Can olive oil replace extravirgin in cooking?
It can, but only in certain instances. Extravirgin olive oil itself can be used fresh, in food or for hair care or skin care, or for cooking. Anything up to deep frying is okay; since the extravirgin grade has a smoke point of 190-215 degrees Celsius, it’s best used for light cooking only. Regular olive oil can replace extravirgin in cooking, including deep frying, but only if it’s 100% refined (not a blend of refined and virgin or extra virgin). In fact, it’s deemed better for use in cooking than extravirgin. While its smoke point is about the same, that is, 210 degrees Celsius, the fact that it’s refined means that it’s more heat stable and should not form toxic by-products that are harmful for health, even in high-heat conditions. Of course, using regular olive oil for deep frying and similar high-heat cooking is not actually healthy, just a little healthier than using extravirgin. It’s deep frying after all. Also read about the difference between extravirgin olive oil vs olive oil.

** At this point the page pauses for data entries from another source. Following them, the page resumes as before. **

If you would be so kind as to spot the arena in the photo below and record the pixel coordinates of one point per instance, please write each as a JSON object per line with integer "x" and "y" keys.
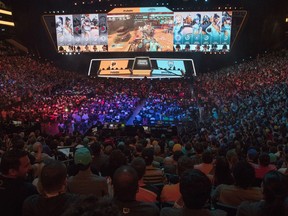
{"x": 162, "y": 108}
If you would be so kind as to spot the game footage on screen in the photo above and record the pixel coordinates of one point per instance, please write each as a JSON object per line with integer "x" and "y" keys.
{"x": 202, "y": 31}
{"x": 81, "y": 32}
{"x": 143, "y": 32}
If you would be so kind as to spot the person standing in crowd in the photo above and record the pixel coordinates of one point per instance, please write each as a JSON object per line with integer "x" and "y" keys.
{"x": 54, "y": 200}
{"x": 85, "y": 182}
{"x": 275, "y": 192}
{"x": 125, "y": 185}
{"x": 195, "y": 188}
{"x": 15, "y": 165}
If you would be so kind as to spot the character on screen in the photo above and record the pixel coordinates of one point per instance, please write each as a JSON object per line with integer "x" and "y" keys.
{"x": 104, "y": 48}
{"x": 205, "y": 23}
{"x": 178, "y": 24}
{"x": 77, "y": 26}
{"x": 68, "y": 31}
{"x": 154, "y": 45}
{"x": 215, "y": 26}
{"x": 86, "y": 26}
{"x": 196, "y": 25}
{"x": 177, "y": 48}
{"x": 187, "y": 48}
{"x": 226, "y": 24}
{"x": 59, "y": 26}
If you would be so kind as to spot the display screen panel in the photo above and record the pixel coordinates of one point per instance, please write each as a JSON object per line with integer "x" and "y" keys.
{"x": 140, "y": 30}
{"x": 202, "y": 31}
{"x": 154, "y": 29}
{"x": 81, "y": 32}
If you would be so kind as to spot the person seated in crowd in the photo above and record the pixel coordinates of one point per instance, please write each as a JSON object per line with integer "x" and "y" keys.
{"x": 125, "y": 186}
{"x": 275, "y": 193}
{"x": 54, "y": 199}
{"x": 93, "y": 206}
{"x": 222, "y": 173}
{"x": 197, "y": 157}
{"x": 171, "y": 192}
{"x": 152, "y": 174}
{"x": 99, "y": 159}
{"x": 85, "y": 182}
{"x": 207, "y": 166}
{"x": 242, "y": 190}
{"x": 264, "y": 166}
{"x": 14, "y": 167}
{"x": 146, "y": 192}
{"x": 195, "y": 188}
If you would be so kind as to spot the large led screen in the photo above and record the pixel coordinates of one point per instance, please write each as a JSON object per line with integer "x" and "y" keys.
{"x": 202, "y": 31}
{"x": 154, "y": 29}
{"x": 81, "y": 32}
{"x": 140, "y": 30}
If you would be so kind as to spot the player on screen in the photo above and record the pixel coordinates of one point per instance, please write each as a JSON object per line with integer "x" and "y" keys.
{"x": 196, "y": 25}
{"x": 59, "y": 26}
{"x": 86, "y": 26}
{"x": 226, "y": 24}
{"x": 67, "y": 30}
{"x": 205, "y": 23}
{"x": 178, "y": 24}
{"x": 215, "y": 26}
{"x": 154, "y": 45}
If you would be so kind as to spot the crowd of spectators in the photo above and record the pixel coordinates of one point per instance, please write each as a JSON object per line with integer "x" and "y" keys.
{"x": 238, "y": 145}
{"x": 168, "y": 102}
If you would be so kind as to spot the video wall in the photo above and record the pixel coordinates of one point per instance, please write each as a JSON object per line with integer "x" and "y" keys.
{"x": 155, "y": 29}
{"x": 81, "y": 33}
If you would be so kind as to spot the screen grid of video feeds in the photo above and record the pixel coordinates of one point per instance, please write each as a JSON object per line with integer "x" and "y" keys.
{"x": 145, "y": 31}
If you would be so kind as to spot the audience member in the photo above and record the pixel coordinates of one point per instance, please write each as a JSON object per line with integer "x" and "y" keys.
{"x": 125, "y": 185}
{"x": 15, "y": 166}
{"x": 195, "y": 188}
{"x": 54, "y": 200}
{"x": 275, "y": 192}
{"x": 85, "y": 182}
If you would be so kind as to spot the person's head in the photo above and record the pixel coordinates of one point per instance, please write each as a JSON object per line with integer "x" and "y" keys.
{"x": 125, "y": 183}
{"x": 93, "y": 206}
{"x": 96, "y": 148}
{"x": 37, "y": 146}
{"x": 252, "y": 155}
{"x": 15, "y": 163}
{"x": 53, "y": 177}
{"x": 140, "y": 166}
{"x": 195, "y": 188}
{"x": 199, "y": 148}
{"x": 177, "y": 155}
{"x": 148, "y": 155}
{"x": 232, "y": 158}
{"x": 222, "y": 172}
{"x": 264, "y": 159}
{"x": 184, "y": 163}
{"x": 275, "y": 191}
{"x": 82, "y": 158}
{"x": 244, "y": 174}
{"x": 207, "y": 157}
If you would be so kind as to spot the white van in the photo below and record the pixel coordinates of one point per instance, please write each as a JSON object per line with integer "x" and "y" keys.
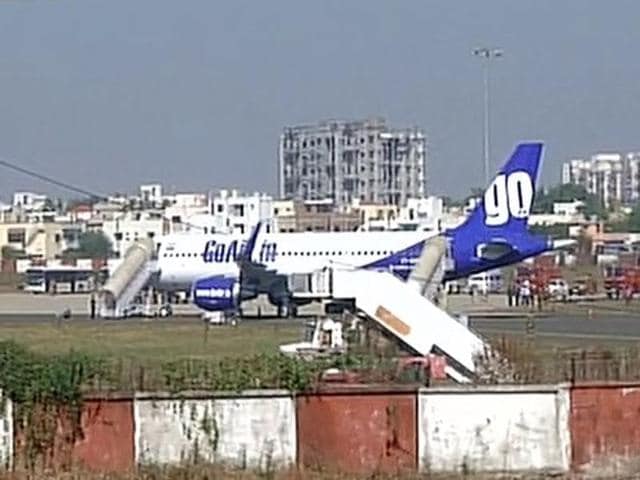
{"x": 490, "y": 281}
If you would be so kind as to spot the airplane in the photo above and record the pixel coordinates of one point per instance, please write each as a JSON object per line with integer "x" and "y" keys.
{"x": 223, "y": 270}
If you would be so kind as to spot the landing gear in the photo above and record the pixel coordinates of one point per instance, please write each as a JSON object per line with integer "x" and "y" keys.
{"x": 287, "y": 310}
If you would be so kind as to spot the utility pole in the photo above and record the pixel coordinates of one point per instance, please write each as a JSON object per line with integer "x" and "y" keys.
{"x": 486, "y": 55}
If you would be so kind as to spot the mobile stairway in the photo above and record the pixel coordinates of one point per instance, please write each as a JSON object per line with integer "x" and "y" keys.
{"x": 133, "y": 273}
{"x": 410, "y": 318}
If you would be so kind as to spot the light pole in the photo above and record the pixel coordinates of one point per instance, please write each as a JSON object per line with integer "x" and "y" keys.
{"x": 486, "y": 54}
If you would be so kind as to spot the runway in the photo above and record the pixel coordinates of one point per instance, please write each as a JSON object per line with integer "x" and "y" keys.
{"x": 597, "y": 322}
{"x": 598, "y": 328}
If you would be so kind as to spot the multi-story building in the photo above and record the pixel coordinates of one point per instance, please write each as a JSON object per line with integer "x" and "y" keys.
{"x": 313, "y": 216}
{"x": 233, "y": 212}
{"x": 39, "y": 240}
{"x": 181, "y": 208}
{"x": 342, "y": 161}
{"x": 613, "y": 177}
{"x": 28, "y": 201}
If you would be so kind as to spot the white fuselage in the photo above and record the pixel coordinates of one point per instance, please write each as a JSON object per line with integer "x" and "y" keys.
{"x": 185, "y": 258}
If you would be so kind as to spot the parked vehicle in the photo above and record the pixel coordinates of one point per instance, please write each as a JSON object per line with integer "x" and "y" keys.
{"x": 148, "y": 311}
{"x": 558, "y": 288}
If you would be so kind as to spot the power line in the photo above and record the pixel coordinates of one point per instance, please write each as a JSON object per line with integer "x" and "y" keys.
{"x": 53, "y": 181}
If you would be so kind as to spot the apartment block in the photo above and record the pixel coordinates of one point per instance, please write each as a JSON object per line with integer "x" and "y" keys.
{"x": 613, "y": 177}
{"x": 343, "y": 161}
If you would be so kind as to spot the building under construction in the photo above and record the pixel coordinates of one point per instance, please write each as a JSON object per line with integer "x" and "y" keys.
{"x": 347, "y": 160}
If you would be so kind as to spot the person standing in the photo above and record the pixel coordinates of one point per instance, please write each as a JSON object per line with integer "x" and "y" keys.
{"x": 92, "y": 306}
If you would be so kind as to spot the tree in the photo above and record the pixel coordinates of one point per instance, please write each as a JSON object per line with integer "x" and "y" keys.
{"x": 567, "y": 193}
{"x": 92, "y": 245}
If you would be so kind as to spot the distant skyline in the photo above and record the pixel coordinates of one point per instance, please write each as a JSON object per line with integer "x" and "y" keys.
{"x": 107, "y": 95}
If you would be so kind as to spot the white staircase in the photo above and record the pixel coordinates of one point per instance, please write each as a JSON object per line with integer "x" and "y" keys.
{"x": 127, "y": 280}
{"x": 411, "y": 318}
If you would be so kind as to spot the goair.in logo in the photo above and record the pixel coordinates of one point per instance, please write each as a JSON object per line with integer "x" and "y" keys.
{"x": 508, "y": 196}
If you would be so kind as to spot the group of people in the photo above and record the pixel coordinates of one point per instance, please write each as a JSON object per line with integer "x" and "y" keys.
{"x": 523, "y": 293}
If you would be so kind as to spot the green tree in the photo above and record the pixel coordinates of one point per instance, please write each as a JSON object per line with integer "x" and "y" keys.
{"x": 567, "y": 193}
{"x": 92, "y": 245}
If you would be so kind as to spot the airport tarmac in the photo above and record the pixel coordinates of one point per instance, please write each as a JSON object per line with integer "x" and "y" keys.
{"x": 600, "y": 323}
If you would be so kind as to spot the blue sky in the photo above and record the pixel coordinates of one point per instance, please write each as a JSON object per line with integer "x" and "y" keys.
{"x": 111, "y": 94}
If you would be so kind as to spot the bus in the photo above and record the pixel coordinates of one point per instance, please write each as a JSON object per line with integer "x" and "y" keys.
{"x": 62, "y": 279}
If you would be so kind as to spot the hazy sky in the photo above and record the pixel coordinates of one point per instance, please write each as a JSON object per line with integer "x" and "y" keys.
{"x": 109, "y": 94}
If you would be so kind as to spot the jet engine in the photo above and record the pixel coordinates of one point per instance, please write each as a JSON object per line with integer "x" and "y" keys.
{"x": 217, "y": 293}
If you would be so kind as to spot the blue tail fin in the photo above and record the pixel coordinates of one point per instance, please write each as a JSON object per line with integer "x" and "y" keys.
{"x": 507, "y": 202}
{"x": 495, "y": 234}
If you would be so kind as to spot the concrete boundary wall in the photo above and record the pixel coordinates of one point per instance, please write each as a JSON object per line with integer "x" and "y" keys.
{"x": 6, "y": 433}
{"x": 251, "y": 429}
{"x": 494, "y": 429}
{"x": 605, "y": 430}
{"x": 358, "y": 430}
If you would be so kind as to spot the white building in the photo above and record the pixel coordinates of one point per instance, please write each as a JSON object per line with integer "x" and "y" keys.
{"x": 28, "y": 201}
{"x": 348, "y": 160}
{"x": 181, "y": 208}
{"x": 151, "y": 194}
{"x": 237, "y": 213}
{"x": 418, "y": 214}
{"x": 614, "y": 178}
{"x": 125, "y": 228}
{"x": 568, "y": 208}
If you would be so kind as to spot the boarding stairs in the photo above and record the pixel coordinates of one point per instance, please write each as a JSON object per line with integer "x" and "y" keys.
{"x": 130, "y": 277}
{"x": 410, "y": 318}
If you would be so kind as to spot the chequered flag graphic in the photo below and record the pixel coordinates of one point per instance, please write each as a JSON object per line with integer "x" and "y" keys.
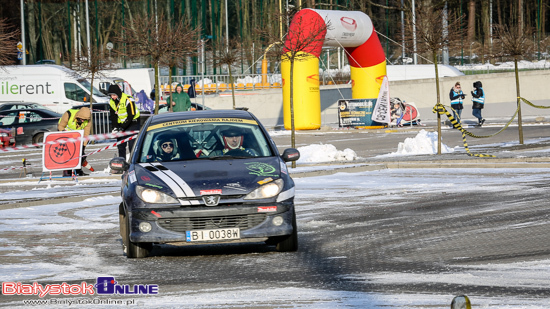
{"x": 60, "y": 149}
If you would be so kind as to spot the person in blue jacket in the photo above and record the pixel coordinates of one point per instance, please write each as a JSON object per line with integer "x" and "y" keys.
{"x": 457, "y": 97}
{"x": 478, "y": 99}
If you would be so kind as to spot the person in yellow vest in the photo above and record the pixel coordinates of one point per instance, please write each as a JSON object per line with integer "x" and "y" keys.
{"x": 124, "y": 116}
{"x": 74, "y": 120}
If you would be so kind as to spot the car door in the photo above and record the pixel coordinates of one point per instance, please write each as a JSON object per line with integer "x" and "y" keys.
{"x": 16, "y": 120}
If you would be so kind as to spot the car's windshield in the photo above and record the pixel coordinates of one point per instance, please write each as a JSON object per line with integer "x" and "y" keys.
{"x": 86, "y": 84}
{"x": 213, "y": 138}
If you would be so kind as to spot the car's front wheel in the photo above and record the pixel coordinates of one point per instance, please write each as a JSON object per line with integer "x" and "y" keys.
{"x": 133, "y": 249}
{"x": 38, "y": 138}
{"x": 289, "y": 243}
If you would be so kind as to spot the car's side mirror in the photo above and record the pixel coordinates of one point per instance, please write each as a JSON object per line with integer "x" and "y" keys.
{"x": 290, "y": 154}
{"x": 119, "y": 164}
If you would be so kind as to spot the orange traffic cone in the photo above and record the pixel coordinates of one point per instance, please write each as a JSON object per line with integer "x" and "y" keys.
{"x": 88, "y": 166}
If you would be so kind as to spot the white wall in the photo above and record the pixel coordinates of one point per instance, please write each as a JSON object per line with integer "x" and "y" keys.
{"x": 500, "y": 89}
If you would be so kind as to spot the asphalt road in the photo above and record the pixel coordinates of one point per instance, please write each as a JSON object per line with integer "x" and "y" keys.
{"x": 348, "y": 233}
{"x": 368, "y": 144}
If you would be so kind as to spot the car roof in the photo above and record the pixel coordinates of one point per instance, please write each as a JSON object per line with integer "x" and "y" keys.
{"x": 38, "y": 110}
{"x": 223, "y": 113}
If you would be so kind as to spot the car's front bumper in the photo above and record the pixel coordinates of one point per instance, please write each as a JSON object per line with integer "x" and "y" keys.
{"x": 169, "y": 225}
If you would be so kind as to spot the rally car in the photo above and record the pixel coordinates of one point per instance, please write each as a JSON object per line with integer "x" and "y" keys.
{"x": 206, "y": 177}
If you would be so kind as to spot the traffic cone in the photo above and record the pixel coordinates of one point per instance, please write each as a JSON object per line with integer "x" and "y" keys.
{"x": 88, "y": 166}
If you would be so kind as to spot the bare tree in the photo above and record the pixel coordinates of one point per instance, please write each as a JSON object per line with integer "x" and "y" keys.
{"x": 432, "y": 37}
{"x": 8, "y": 43}
{"x": 516, "y": 42}
{"x": 176, "y": 57}
{"x": 90, "y": 64}
{"x": 153, "y": 37}
{"x": 230, "y": 56}
{"x": 305, "y": 36}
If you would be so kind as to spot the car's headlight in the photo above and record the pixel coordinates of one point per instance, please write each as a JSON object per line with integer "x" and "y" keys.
{"x": 154, "y": 197}
{"x": 266, "y": 191}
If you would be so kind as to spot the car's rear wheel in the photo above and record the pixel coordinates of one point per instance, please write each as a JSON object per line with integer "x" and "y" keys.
{"x": 289, "y": 243}
{"x": 122, "y": 223}
{"x": 38, "y": 138}
{"x": 133, "y": 249}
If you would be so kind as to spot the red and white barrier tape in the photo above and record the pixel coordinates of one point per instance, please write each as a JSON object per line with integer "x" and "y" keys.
{"x": 96, "y": 137}
{"x": 88, "y": 154}
{"x": 112, "y": 145}
{"x": 12, "y": 168}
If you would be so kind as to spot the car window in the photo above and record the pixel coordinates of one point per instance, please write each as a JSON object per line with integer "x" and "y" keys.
{"x": 86, "y": 84}
{"x": 203, "y": 139}
{"x": 75, "y": 93}
{"x": 9, "y": 118}
{"x": 33, "y": 117}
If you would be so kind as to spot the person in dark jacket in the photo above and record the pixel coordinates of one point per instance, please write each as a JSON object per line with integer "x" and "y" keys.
{"x": 457, "y": 97}
{"x": 124, "y": 116}
{"x": 478, "y": 99}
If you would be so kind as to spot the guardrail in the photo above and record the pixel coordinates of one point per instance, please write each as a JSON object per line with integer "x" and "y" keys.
{"x": 242, "y": 82}
{"x": 101, "y": 122}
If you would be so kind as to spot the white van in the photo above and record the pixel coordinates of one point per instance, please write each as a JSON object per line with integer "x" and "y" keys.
{"x": 139, "y": 79}
{"x": 56, "y": 87}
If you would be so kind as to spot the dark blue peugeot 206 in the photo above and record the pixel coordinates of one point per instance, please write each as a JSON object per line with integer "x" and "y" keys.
{"x": 206, "y": 177}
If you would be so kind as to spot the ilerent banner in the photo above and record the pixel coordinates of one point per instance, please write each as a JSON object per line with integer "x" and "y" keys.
{"x": 62, "y": 150}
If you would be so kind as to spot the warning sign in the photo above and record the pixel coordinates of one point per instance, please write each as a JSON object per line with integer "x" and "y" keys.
{"x": 62, "y": 150}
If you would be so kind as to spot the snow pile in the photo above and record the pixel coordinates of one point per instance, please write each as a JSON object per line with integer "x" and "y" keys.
{"x": 523, "y": 64}
{"x": 324, "y": 153}
{"x": 423, "y": 143}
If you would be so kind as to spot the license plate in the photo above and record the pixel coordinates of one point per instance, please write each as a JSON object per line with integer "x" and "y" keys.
{"x": 217, "y": 234}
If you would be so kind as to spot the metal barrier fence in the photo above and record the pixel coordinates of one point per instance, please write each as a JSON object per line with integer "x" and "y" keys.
{"x": 220, "y": 83}
{"x": 101, "y": 122}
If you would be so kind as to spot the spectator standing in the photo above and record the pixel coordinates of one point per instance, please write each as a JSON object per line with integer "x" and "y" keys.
{"x": 478, "y": 99}
{"x": 74, "y": 120}
{"x": 457, "y": 98}
{"x": 124, "y": 116}
{"x": 179, "y": 100}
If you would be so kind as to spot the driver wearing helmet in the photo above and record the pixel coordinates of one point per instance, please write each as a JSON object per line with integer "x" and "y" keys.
{"x": 166, "y": 149}
{"x": 233, "y": 139}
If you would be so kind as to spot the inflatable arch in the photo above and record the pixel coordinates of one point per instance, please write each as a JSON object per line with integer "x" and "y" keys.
{"x": 352, "y": 30}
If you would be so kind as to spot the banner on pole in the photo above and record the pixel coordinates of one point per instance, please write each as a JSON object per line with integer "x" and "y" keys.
{"x": 355, "y": 112}
{"x": 381, "y": 112}
{"x": 62, "y": 155}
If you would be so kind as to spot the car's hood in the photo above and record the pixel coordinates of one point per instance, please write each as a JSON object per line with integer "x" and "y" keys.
{"x": 205, "y": 177}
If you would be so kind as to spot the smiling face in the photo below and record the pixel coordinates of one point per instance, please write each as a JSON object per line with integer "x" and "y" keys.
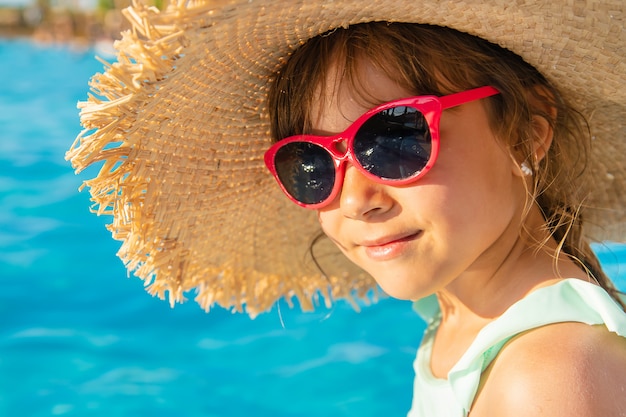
{"x": 458, "y": 222}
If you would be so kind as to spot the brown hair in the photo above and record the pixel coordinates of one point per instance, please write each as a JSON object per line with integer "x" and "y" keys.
{"x": 426, "y": 59}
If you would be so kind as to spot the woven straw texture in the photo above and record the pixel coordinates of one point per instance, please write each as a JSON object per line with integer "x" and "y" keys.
{"x": 180, "y": 125}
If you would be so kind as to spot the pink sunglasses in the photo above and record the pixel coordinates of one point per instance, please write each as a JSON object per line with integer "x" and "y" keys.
{"x": 394, "y": 143}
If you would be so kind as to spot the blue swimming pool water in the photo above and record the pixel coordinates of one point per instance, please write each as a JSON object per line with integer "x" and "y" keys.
{"x": 77, "y": 338}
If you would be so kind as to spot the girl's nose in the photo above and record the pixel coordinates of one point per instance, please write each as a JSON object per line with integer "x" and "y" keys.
{"x": 361, "y": 197}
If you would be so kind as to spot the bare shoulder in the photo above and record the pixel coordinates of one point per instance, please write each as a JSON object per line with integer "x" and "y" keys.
{"x": 564, "y": 369}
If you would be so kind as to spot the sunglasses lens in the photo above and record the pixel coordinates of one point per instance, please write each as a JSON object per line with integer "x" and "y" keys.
{"x": 394, "y": 144}
{"x": 306, "y": 171}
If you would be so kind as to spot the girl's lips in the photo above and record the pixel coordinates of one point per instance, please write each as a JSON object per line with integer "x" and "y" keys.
{"x": 389, "y": 248}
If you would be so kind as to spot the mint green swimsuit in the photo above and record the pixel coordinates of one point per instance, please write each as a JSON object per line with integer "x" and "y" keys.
{"x": 570, "y": 300}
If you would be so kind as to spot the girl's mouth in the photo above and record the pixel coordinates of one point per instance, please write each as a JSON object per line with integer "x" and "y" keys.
{"x": 390, "y": 247}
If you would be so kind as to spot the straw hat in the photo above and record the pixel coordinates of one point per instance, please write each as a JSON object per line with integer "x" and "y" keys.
{"x": 180, "y": 124}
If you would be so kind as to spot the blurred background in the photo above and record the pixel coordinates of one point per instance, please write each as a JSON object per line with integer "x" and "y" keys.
{"x": 80, "y": 338}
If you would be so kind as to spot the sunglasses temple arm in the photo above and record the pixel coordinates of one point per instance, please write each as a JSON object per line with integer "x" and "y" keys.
{"x": 456, "y": 99}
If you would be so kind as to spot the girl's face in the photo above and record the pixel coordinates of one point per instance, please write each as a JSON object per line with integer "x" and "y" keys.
{"x": 454, "y": 225}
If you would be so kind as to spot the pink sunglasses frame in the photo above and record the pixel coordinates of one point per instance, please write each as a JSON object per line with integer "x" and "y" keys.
{"x": 430, "y": 106}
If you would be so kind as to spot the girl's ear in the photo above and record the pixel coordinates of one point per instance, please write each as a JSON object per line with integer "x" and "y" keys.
{"x": 544, "y": 114}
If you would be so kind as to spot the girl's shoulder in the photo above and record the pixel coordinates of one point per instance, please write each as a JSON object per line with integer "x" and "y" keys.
{"x": 567, "y": 368}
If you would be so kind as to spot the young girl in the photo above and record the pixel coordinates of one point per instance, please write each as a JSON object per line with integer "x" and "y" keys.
{"x": 478, "y": 208}
{"x": 448, "y": 168}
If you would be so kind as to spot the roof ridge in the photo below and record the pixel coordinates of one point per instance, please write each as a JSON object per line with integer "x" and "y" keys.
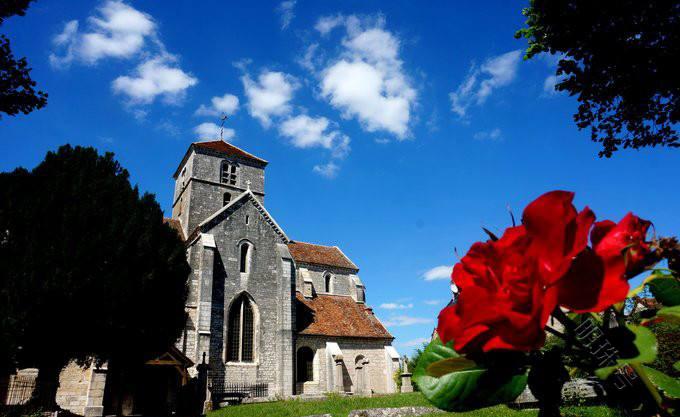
{"x": 228, "y": 144}
{"x": 315, "y": 244}
{"x": 260, "y": 208}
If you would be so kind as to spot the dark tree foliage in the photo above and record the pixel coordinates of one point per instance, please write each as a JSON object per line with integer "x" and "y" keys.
{"x": 619, "y": 58}
{"x": 17, "y": 92}
{"x": 88, "y": 269}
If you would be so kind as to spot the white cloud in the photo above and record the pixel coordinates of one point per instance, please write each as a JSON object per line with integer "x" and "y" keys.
{"x": 329, "y": 170}
{"x": 287, "y": 10}
{"x": 367, "y": 80}
{"x": 327, "y": 23}
{"x": 169, "y": 128}
{"x": 438, "y": 272}
{"x": 212, "y": 131}
{"x": 307, "y": 132}
{"x": 154, "y": 77}
{"x": 269, "y": 96}
{"x": 481, "y": 82}
{"x": 227, "y": 104}
{"x": 398, "y": 321}
{"x": 417, "y": 342}
{"x": 493, "y": 134}
{"x": 117, "y": 30}
{"x": 396, "y": 306}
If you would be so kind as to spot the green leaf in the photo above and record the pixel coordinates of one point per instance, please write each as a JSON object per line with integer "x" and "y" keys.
{"x": 656, "y": 274}
{"x": 667, "y": 384}
{"x": 446, "y": 366}
{"x": 669, "y": 313}
{"x": 466, "y": 389}
{"x": 666, "y": 289}
{"x": 645, "y": 343}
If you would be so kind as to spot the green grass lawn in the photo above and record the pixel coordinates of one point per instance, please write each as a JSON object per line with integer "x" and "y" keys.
{"x": 341, "y": 406}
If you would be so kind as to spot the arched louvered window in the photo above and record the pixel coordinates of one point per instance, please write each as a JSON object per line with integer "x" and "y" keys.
{"x": 361, "y": 294}
{"x": 328, "y": 283}
{"x": 245, "y": 255}
{"x": 228, "y": 173}
{"x": 241, "y": 332}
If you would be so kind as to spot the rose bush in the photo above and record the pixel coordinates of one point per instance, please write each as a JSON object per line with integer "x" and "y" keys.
{"x": 510, "y": 286}
{"x": 559, "y": 261}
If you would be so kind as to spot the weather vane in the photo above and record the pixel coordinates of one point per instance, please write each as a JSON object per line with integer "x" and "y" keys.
{"x": 223, "y": 118}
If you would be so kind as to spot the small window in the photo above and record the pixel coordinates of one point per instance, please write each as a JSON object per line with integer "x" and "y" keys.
{"x": 241, "y": 334}
{"x": 361, "y": 294}
{"x": 228, "y": 173}
{"x": 246, "y": 254}
{"x": 305, "y": 364}
{"x": 328, "y": 283}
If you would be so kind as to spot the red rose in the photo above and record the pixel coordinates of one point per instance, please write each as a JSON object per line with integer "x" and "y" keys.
{"x": 509, "y": 288}
{"x": 558, "y": 233}
{"x": 502, "y": 302}
{"x": 597, "y": 278}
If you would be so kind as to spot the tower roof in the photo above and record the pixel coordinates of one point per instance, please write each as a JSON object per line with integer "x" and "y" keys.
{"x": 220, "y": 147}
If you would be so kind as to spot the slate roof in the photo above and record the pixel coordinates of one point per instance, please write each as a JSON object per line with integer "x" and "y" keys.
{"x": 338, "y": 316}
{"x": 220, "y": 147}
{"x": 320, "y": 255}
{"x": 175, "y": 224}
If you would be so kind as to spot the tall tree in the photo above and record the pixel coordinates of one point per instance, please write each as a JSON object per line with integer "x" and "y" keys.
{"x": 619, "y": 58}
{"x": 88, "y": 269}
{"x": 17, "y": 89}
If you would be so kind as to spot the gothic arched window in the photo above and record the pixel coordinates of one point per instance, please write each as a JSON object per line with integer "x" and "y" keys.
{"x": 228, "y": 173}
{"x": 328, "y": 283}
{"x": 241, "y": 332}
{"x": 361, "y": 294}
{"x": 305, "y": 364}
{"x": 245, "y": 255}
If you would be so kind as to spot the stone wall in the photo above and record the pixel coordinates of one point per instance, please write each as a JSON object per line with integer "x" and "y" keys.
{"x": 201, "y": 193}
{"x": 378, "y": 370}
{"x": 74, "y": 383}
{"x": 268, "y": 288}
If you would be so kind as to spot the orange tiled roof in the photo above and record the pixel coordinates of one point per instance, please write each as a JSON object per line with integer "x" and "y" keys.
{"x": 222, "y": 147}
{"x": 175, "y": 224}
{"x": 320, "y": 255}
{"x": 339, "y": 316}
{"x": 228, "y": 149}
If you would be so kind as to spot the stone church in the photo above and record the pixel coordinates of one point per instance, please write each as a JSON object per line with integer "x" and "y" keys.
{"x": 268, "y": 316}
{"x": 264, "y": 309}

Is regular olive oil is as healthy as extravirgin? Answer: it’s not. Extravirgin olive oil is cold-extracted, by crushing and pressing fresh olives of the utmost quality, and minimally processed so that the oil maintains its natural properties, nutritional value and unaltered antioxidant profile and fatty acids composition. That’s why it’s healthy. Regular olive oil is definitely not as healthy as extravirgin, mainly because it’s refined, which means it’s produced using heat and solvents. Throughout the entire production process, steps are taken to remove color, flavor and odor, which means removing healthful compounds that give color, flavor and odor to the oil, but which also represent a source of health benefits. The only instance when regular olive oil is as healthy as extravirgin is in cooking, more exactly, cooking at high temperatures. Refined oils in general are more heat-stable so, if your regular olive oil is 100% refined, it might be better to use it for deep frying and reserve the extravirgin oil for fresh use.